A beginner’s guide to train travel in the UK
Whatever means of transport that you choose for your travels around the world, there’s always the chance of something going wrong - some sort of disruption that throws your carefully planned journey into chaos. When something is beyond your control – whether it’s bad weather, mechanical failures, industrial disputes, or some other unforeseen development – there really is no other option but to take deep breaths and try not to let it stress you out.
When travelling around the UK, my favourite mode of transport is the country’s rail network – it crisscrosses efficiently across the country, and connects pretty much every small town.
The trains in the UK don’t always work perfectly - sometimes there are delays, sometimes the weather is against you, sometimes you’re faced with the soul-destroying prospect of having to endure a rail-replacement bus. However, when things are going in your favour, the UK’s vast rail network is a great way to travel.
It’s actually quicker door-to-door
If you’re only looking at the actual travel time of a journey, you could easily make an argument that it’s quicker to fly from London to somewhere like Manchester than to take the train.
While technically this might be true, you also have to factor in the time it takes you to get to whichever airport you’re flying out of London from, and then the time it takes to travel from Manchester airport into town. Plus, you’ve also got to be at the airport at least one hour before your departure time.
For the train journey, you can turn up to the station with minutes to spare, and you’re travelling from the heart of the city to the heart of your destination.
You can work while you’re travelling
While there may be times when you’re looking forward to that brief window of being completely disconnected from the world, if you’re travelling for work, or just needing to stay on top of what’s happening in day-to-day life around you, then you’ll appreciate that you can pretty much always be online while travelling via train.
Most trains offer some form of on-board wifi, but you’ll probably have a smartphone that will enable you to create your own wifi hotspot while you’re travelling. It’s surprising how productive you can be when it’s just you and your laptop with a bit of uninterrupted travel time, as your train rumbles across the country.
The odd tunnel might occasionally disrupt your signal, but in a way that’s part of the charm of train travel.
You can have an on-board picnic
With the increasingly stringent security regulations on planes, it makes a nice change to be able to stock up on provisions that you can enjoy while travelling by train. Your journey is going to be infinitely more enjoyable if you get to share it with a bottle of wine, some quality cheese, and a baguette of fresh crusty bread – if you manage to grab a seat with a table then it’s a total game-changer.

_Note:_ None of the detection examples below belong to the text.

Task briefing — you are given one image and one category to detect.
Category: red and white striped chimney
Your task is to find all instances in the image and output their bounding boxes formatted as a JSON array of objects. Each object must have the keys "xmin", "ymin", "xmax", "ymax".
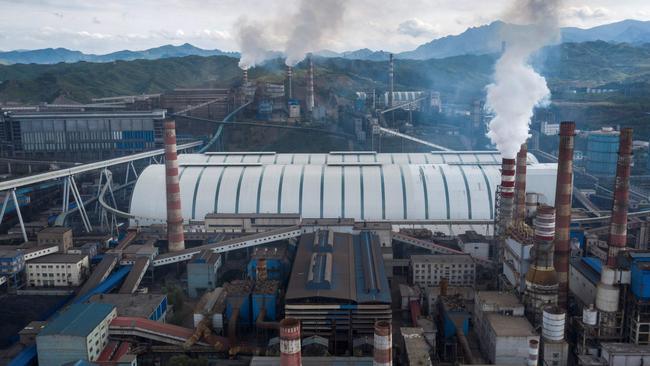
[
  {"xmin": 607, "ymin": 128, "xmax": 632, "ymax": 268},
  {"xmin": 514, "ymin": 143, "xmax": 528, "ymax": 222},
  {"xmin": 307, "ymin": 57, "xmax": 314, "ymax": 112},
  {"xmin": 553, "ymin": 122, "xmax": 576, "ymax": 310},
  {"xmin": 280, "ymin": 318, "xmax": 302, "ymax": 366},
  {"xmin": 372, "ymin": 320, "xmax": 393, "ymax": 366},
  {"xmin": 496, "ymin": 158, "xmax": 515, "ymax": 236},
  {"xmin": 164, "ymin": 120, "xmax": 185, "ymax": 252}
]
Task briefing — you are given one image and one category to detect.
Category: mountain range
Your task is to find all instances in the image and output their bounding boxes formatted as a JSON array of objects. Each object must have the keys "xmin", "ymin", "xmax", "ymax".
[{"xmin": 0, "ymin": 20, "xmax": 650, "ymax": 64}]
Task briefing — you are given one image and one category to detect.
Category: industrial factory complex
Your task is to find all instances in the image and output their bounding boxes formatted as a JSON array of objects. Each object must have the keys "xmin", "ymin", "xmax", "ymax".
[{"xmin": 0, "ymin": 52, "xmax": 650, "ymax": 366}]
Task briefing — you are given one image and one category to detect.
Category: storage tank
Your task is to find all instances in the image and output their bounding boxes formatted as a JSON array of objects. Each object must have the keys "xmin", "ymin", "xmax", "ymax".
[{"xmin": 586, "ymin": 127, "xmax": 619, "ymax": 176}]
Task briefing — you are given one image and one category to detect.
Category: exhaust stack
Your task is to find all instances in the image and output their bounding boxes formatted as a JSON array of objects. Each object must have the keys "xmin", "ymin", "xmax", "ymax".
[
  {"xmin": 373, "ymin": 320, "xmax": 393, "ymax": 366},
  {"xmin": 307, "ymin": 57, "xmax": 314, "ymax": 112},
  {"xmin": 514, "ymin": 143, "xmax": 528, "ymax": 222},
  {"xmin": 280, "ymin": 318, "xmax": 302, "ymax": 366},
  {"xmin": 165, "ymin": 120, "xmax": 185, "ymax": 252},
  {"xmin": 607, "ymin": 128, "xmax": 632, "ymax": 268},
  {"xmin": 554, "ymin": 122, "xmax": 576, "ymax": 310}
]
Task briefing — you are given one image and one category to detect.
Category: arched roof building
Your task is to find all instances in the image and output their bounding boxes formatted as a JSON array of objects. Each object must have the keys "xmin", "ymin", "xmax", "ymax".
[{"xmin": 130, "ymin": 152, "xmax": 557, "ymax": 229}]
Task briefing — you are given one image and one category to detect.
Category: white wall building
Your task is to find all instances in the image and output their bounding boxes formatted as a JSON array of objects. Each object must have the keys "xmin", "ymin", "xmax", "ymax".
[{"xmin": 26, "ymin": 253, "xmax": 89, "ymax": 287}]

Most train services will also offer some form of on-board catering. If you’re travelling in first class you might get an at-seat meal included in the price of your journey, otherwise there’s likely to be a shop or cafe on-board that gives you an excuse to stretch your legs and explore the train if you’re feeling a bit peckish.
You get to enjoy the scenery
The countryside across Great Britain is quite diverse and often extraordinarily beautiful. It’s fantastic to be able to absorb some of the sights and character of the places that your train is speeding through.
In contrast, when you’re flying, it’s almost as if you have been teleported from one part of the world to another – the weather could be completely different, the accents could be completely different, and it’s almost as if you’ve suddenly landed in a completely different reality.